6 things you can do when business slows

6_things_to_do_when_business_slows

Only an Olympic sprinter has a keener appreciation of time than an SME owner, but luckily many SME owners are about to find themselves with a lot more time on their hands.

We’re entering the stage of the year which is affectionately known as ‘El Llama’ – a period where it seems everyone is on holidays and nobody’s at work.

Here are six things you can do during the period to make sure that you’re ready to go when things get back into rhythm.

1. Furiously Google yourself

Ever wonder how people find you? We’ll give you a hint – it’s not the Yellow Pages.

Let’s say you’re a florist. The first thing a person does when they’ve done something wrong is head onto Google Maps, look at their suburb, and then type in ‘florist’.

If your business pops up but the listing has incomplete information, then the person will not be inclined to visit your shop.

This is about putting yourself in your customer’s shoes and trying to find yourself, digitally. If you’re difficult to find on Google, then it may be time to consider ramping up your SEO efforts .

2. Data, data, data

Most SME owners have an ocean of data, but a leaky bucket to hold it in.

Do you have a product line that sold really well at a particular time of the year? Was there another product line that left you with a stocktake headache?

If you’re a tradie, was there a period when you had a lot of jobs? If you have a list of jobs you did in the year, you can start figuring out when you’ll need a spare parts or particular tools on hand.

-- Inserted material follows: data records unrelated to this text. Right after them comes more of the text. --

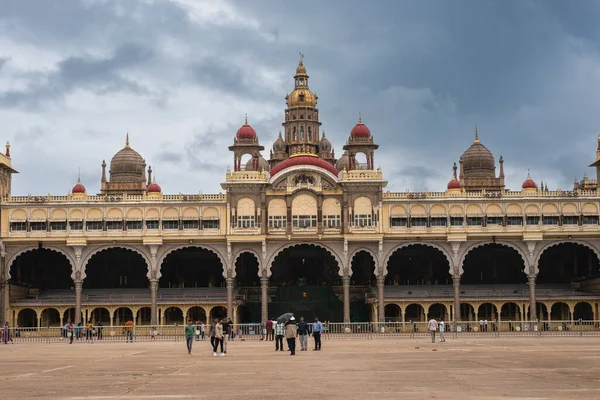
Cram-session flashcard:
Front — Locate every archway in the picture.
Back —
[8,248,73,297]
[83,247,148,289]
[269,244,343,321]
[41,308,60,327]
[461,243,527,285]
[135,307,152,325]
[550,302,571,321]
[163,307,185,325]
[186,306,210,324]
[90,307,111,325]
[573,301,594,321]
[385,244,452,290]
[159,247,224,288]
[17,308,38,328]
[536,243,600,284]
[384,304,402,322]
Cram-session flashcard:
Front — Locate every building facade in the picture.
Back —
[0,60,600,327]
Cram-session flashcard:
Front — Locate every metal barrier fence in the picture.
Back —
[0,320,600,343]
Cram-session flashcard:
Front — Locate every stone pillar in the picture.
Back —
[225,278,233,321]
[73,280,83,325]
[260,276,269,324]
[529,275,537,321]
[342,276,350,324]
[377,276,385,322]
[150,279,158,326]
[452,276,460,322]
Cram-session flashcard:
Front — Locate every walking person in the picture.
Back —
[275,322,285,351]
[213,319,225,357]
[298,317,308,351]
[313,317,323,351]
[184,320,195,354]
[285,316,298,356]
[427,318,437,343]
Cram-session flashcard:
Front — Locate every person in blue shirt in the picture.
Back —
[313,317,323,351]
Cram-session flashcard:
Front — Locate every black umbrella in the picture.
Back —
[277,313,294,324]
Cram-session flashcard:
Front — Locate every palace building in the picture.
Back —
[0,56,600,327]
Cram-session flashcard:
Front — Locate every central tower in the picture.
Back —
[282,54,321,156]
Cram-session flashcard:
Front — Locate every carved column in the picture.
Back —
[225,277,233,320]
[342,276,350,324]
[528,275,537,321]
[377,276,385,322]
[260,276,269,324]
[452,276,460,322]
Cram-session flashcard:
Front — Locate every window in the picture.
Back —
[269,215,287,229]
[467,217,483,226]
[450,217,465,226]
[323,215,342,228]
[354,214,373,228]
[146,219,160,229]
[390,217,408,226]
[163,219,179,230]
[486,217,503,225]
[50,221,67,231]
[29,222,47,232]
[10,221,27,232]
[202,219,219,229]
[429,217,448,226]
[183,220,200,229]
[69,221,83,231]
[410,217,427,226]
[85,221,104,231]
[106,221,123,231]
[125,221,142,231]
[292,215,317,228]
[563,215,579,225]
[506,217,523,226]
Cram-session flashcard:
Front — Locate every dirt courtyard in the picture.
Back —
[0,337,600,400]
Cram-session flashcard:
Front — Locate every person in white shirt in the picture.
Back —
[427,318,437,343]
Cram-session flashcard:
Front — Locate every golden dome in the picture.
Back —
[285,87,317,108]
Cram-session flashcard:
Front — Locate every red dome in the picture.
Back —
[271,156,339,176]
[235,123,256,139]
[448,178,460,189]
[71,181,85,193]
[521,175,537,189]
[146,182,162,193]
[350,122,371,138]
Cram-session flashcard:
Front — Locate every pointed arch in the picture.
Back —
[6,246,76,280]
[381,242,454,276]
[264,242,348,277]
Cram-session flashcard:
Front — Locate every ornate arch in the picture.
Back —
[458,240,531,276]
[264,242,346,277]
[231,249,262,278]
[348,247,381,277]
[381,242,454,276]
[533,239,600,275]
[6,246,77,280]
[81,244,152,280]
[156,244,227,279]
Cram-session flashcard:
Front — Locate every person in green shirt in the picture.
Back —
[185,320,194,354]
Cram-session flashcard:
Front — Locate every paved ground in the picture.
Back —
[0,338,600,400]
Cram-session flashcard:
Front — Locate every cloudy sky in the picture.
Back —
[0,0,600,194]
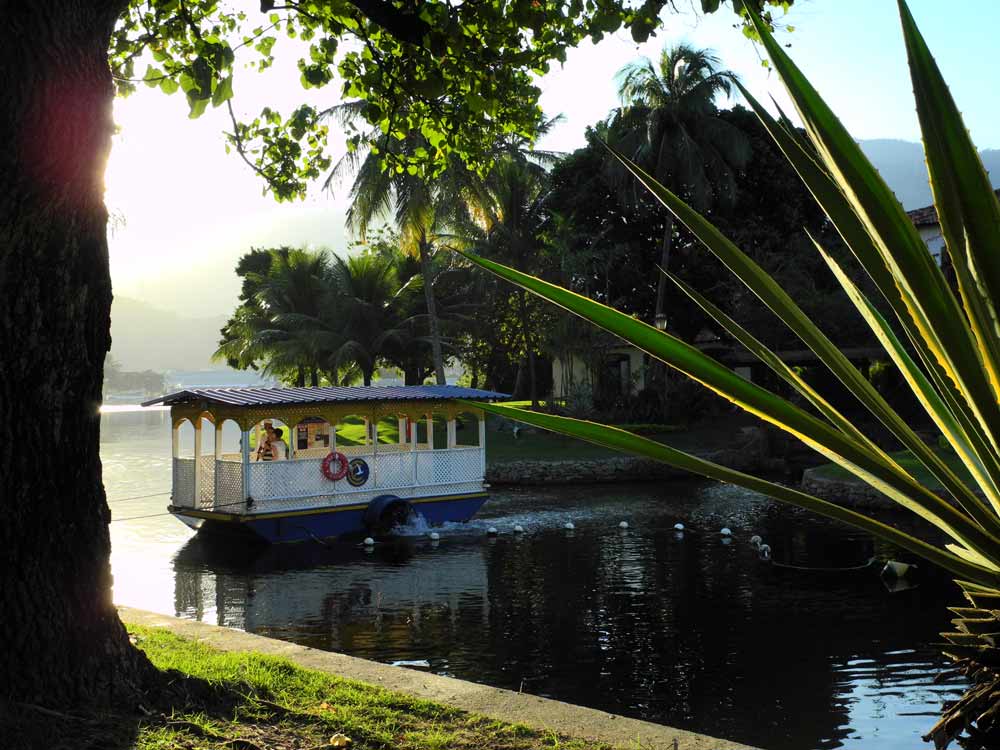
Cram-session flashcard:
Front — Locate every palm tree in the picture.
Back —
[605,44,750,329]
[475,154,548,407]
[214,247,328,386]
[320,253,399,385]
[325,122,465,385]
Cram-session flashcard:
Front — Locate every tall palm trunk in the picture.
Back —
[517,289,538,408]
[0,0,153,708]
[654,216,674,331]
[420,240,447,385]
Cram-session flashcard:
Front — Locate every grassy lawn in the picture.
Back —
[813,449,975,490]
[11,625,609,750]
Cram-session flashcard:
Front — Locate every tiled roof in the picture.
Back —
[142,385,510,406]
[906,190,1000,227]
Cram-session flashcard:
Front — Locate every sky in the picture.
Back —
[106,0,1000,317]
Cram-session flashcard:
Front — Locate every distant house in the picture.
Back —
[906,190,1000,266]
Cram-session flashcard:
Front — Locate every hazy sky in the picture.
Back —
[107,0,1000,316]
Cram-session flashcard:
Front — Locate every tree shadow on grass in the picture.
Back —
[0,670,330,750]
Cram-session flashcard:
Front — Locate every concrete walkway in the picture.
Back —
[118,607,754,750]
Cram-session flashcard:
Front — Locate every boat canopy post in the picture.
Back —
[365,415,378,487]
[479,412,486,476]
[215,420,222,461]
[406,417,420,487]
[193,414,201,508]
[240,430,250,503]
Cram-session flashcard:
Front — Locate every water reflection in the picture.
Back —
[102,412,960,750]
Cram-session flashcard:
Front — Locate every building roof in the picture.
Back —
[142,385,510,407]
[906,190,1000,227]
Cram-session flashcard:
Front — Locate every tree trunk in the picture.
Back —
[517,289,538,409]
[0,0,152,712]
[654,216,674,331]
[420,241,447,385]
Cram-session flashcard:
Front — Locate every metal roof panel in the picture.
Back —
[142,385,510,407]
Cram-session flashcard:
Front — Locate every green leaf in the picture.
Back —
[461,401,1000,588]
[457,248,1000,551]
[747,6,1000,464]
[899,0,1000,412]
[813,235,1000,528]
[212,76,233,107]
[188,96,208,120]
[605,144,996,556]
[737,82,1000,516]
[160,78,180,94]
[667,273,888,459]
[142,65,164,89]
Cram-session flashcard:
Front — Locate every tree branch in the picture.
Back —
[348,0,431,46]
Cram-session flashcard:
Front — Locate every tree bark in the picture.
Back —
[654,216,674,331]
[0,0,152,712]
[420,241,447,385]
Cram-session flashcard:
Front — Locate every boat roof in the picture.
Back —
[142,385,510,407]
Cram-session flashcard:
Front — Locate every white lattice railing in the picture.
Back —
[173,445,485,513]
[249,445,483,513]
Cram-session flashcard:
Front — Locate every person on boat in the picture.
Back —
[268,427,288,461]
[257,422,274,461]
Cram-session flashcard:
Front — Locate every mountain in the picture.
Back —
[858,138,1000,211]
[111,296,226,372]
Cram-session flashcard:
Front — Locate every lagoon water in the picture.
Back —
[101,407,962,750]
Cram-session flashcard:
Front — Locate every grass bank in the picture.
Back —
[812,449,976,490]
[7,625,610,750]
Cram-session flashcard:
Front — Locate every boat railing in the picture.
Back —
[172,444,485,513]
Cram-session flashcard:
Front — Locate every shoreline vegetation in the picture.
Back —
[5,624,611,750]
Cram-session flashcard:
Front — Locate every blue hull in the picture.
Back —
[171,492,487,544]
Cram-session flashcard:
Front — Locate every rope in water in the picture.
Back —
[108,490,170,505]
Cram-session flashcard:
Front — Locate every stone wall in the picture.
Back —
[486,448,759,485]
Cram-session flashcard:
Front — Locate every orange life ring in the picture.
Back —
[322,451,347,482]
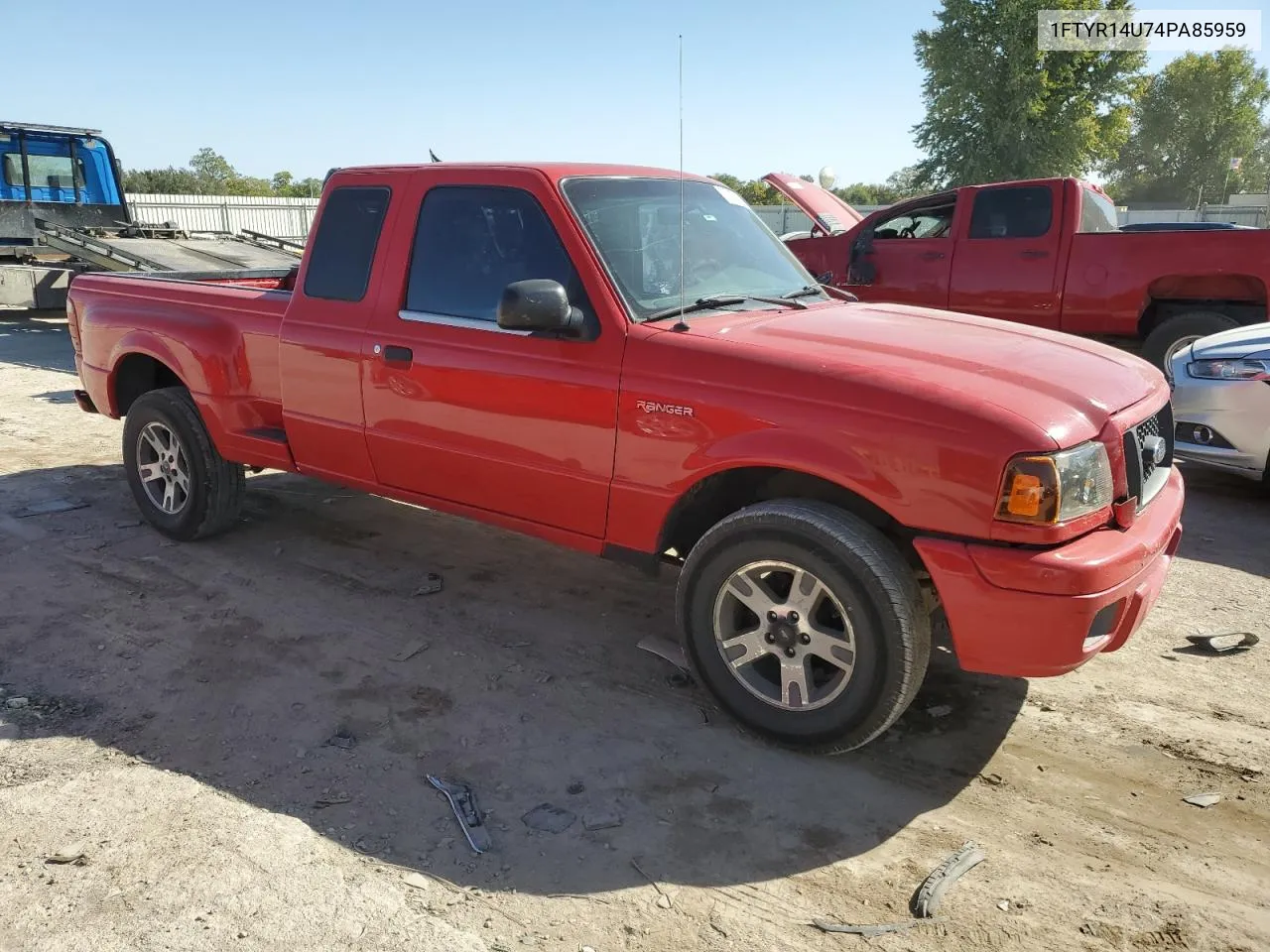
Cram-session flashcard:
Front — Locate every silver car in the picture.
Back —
[1171,323,1270,482]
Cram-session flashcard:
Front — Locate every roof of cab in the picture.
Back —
[331,162,710,181]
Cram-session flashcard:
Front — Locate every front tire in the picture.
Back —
[123,387,246,542]
[677,499,931,753]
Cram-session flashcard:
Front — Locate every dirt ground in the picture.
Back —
[0,318,1270,952]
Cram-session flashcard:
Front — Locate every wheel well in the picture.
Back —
[114,354,186,416]
[1138,298,1266,340]
[658,466,921,567]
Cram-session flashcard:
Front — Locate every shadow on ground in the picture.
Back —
[0,466,1026,893]
[0,309,75,373]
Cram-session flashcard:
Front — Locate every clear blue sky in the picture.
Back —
[0,0,1270,182]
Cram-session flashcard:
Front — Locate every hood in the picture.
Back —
[763,172,863,235]
[693,303,1169,450]
[1190,323,1270,361]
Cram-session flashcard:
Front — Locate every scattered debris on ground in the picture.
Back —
[428,774,493,853]
[521,803,577,833]
[1183,793,1221,808]
[909,840,987,919]
[1187,631,1261,654]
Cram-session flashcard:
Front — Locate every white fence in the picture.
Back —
[128,195,318,241]
[754,204,1267,235]
[121,195,1267,241]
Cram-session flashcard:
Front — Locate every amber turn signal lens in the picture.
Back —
[997,456,1058,523]
[997,440,1112,526]
[1006,472,1044,517]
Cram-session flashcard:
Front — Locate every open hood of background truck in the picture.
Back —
[763,172,863,235]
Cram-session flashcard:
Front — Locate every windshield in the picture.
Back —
[563,178,816,320]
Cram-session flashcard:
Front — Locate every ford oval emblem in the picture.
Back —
[1142,436,1169,466]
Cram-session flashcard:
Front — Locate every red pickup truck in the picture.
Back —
[765,174,1270,375]
[67,164,1184,750]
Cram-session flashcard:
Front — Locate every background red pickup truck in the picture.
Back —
[67,164,1184,750]
[766,174,1270,375]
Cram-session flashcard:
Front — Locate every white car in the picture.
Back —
[1171,323,1270,482]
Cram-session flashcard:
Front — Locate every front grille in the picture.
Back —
[1124,404,1175,511]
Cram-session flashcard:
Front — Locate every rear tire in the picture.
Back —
[676,499,931,754]
[123,387,246,542]
[1142,311,1238,384]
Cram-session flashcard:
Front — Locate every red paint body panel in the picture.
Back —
[763,172,863,235]
[69,164,1183,674]
[916,470,1185,678]
[768,178,1270,337]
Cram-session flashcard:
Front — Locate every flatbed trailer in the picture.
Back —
[0,121,304,308]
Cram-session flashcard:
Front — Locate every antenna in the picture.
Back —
[671,33,689,330]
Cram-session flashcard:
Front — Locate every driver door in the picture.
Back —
[362,169,625,538]
[847,202,955,308]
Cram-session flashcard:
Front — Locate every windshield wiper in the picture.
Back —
[643,295,807,323]
[781,285,825,299]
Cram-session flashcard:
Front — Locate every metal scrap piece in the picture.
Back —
[428,774,491,853]
[909,840,987,919]
[1187,631,1261,654]
[812,919,934,939]
[635,635,689,671]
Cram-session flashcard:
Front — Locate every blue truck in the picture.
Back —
[0,121,303,308]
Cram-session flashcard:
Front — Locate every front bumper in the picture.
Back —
[915,470,1187,678]
[1172,362,1270,480]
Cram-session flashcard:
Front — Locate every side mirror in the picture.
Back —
[498,278,581,332]
[847,232,877,285]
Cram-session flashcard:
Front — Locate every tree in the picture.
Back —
[710,173,785,204]
[123,165,199,195]
[1107,50,1270,204]
[123,147,322,198]
[190,146,237,194]
[913,0,1146,187]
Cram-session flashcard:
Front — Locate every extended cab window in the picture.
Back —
[405,185,588,322]
[1076,187,1120,234]
[305,185,391,300]
[969,185,1054,239]
[874,199,956,239]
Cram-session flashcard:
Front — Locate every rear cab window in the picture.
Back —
[304,185,393,300]
[967,185,1054,239]
[1076,185,1120,235]
[0,132,121,204]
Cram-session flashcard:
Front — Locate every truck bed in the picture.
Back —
[69,271,295,466]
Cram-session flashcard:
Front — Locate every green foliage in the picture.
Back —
[123,146,322,198]
[710,173,785,204]
[913,0,1146,187]
[1107,50,1270,204]
[833,165,925,205]
[710,165,921,204]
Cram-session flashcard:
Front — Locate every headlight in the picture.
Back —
[997,441,1114,526]
[1187,357,1270,380]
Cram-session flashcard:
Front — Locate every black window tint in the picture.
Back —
[405,185,586,321]
[305,185,391,300]
[970,185,1054,237]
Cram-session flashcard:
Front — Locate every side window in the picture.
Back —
[305,185,391,300]
[969,185,1054,237]
[1076,187,1120,235]
[874,203,955,240]
[405,185,588,322]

Reviewing the data you hold in point of sale software, digital customer records, and even your emails can help you make more informed decisions about your business in the coming year.

3. Reflect and reassess

Unless you did everything perfectly all of the time (unlikely), there are probably some things you wish you could have improved on.

Now’s a great opportunity to not just identify what you could have done better, but to analyse what led to it and how you can improve in the future.

Most people will avoid too much introspection because it hurts the ego, but the ability to clearly assess what you’ve done and how you can improve is the basis of learning.

This process should help you identify your strengths, weaknesses and opportunities for improvement.

4. Chase up invoices

We know that January and February are among the worst times for cashflow, and it’s because a lot of other businesses go on holiday in the December/January period.

That’s why it’s time to gently yet firmly remind those you provided services to during this period that they should get their books in order before they go on holiday.

If you don’t get in early with this process, you may find your business on the back-end of a list of suppliers waiting to be paid out.

So now’s a time to do some gentle chasing.

5. Build a prospect list to hit hard in the new year

We’ve all the got those business cards in the bottom drawer or post-it notes around the office with random names and phone numbers on them.

Perhaps they were meant to go onto a prospecting list, but at one time or another you were just completely snowed under.

It’s understandable, but the upside is that if you take a bit of time now and collate all of those leads into a list you’ll have a full list to start next year with a bang.

6. Review your business plan – or create one

If this time of year is good for anything, it’s good for quiet reflection.

If you’ve been taking The Pulse’s gentle advice all year, you’d have a business plan broken down into goals and actions to take to hit those goals.

Now’s the time of year to figure out whether you got everything you wanted out of the year, and if not, to figure out what you need to do to hit those and your goals for the next year.

Did you smash this year’s goals handsomely? Or did you miss the mark? Asking those questions can lead to growth.

The important part is to make sure you have goals and a plan to reach them. And, more importantly, a way to measure your progress.